Could you please help me define a regex that would:
- match the word
r'(\d+_\d\d\d(?:_back)?)'
- "word" means that it shouldn't be preceded or followed by anything except for the proper punctuation signs or beginning/end of string/line
- work in multiline strings, anywhere in the strings, and in strings consisting only of this pattern and nothing else
- not match in
%96_175"
and44_5555
(because neither the % nor the 4th "5" are punctuation characters).

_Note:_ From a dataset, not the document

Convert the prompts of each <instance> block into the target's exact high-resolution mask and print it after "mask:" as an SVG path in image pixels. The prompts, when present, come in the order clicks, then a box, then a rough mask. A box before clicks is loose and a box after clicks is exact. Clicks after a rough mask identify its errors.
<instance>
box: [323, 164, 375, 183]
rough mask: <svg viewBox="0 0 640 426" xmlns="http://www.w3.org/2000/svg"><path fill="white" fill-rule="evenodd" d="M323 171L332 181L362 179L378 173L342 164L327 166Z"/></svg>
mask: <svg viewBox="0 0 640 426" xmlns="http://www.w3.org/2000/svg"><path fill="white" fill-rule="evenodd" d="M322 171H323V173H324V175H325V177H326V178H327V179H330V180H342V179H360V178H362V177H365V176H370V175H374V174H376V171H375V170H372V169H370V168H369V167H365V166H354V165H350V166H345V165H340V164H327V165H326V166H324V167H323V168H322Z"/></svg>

Examples: Pass (12_345, 012_345, or 012_345_back is the found group):
['12_345',
'bla-bla 012_345',
'bla-bla 12_345 bla-bla',
'34\n012_345',
'012_345\n34',
'text—012_345—text',
'text--12_345, text',
'text. 012_345_back.']
Fail (no match here):
[
'text12_345',
'12_345text',
'12_3456',
'%12_345',
'!12_345',
'.12-345',
'12_345_front'
]
What I am trying to distinguish is the proper identifier of the form \d+_\d\d\d(?:_back), inserted by a user in a comment in my web-site, from the same string being part of another string. The simple regex worked until someone inserted a link to a Wikipedia article ending with "№_175', which was URL-encoded to %E2%84%96_175
, "96_175" matching my pattern.
I've got stuck at trying to match the "proper punctuation signs" or the beginning or end of string or line in a string. And by then the regex was already so complex (I was listing all reasonable unicode punctuation characters I could think of) that I thought I was doing something wrong. I also have difficulties excluding extra digits but including possible end of line or string.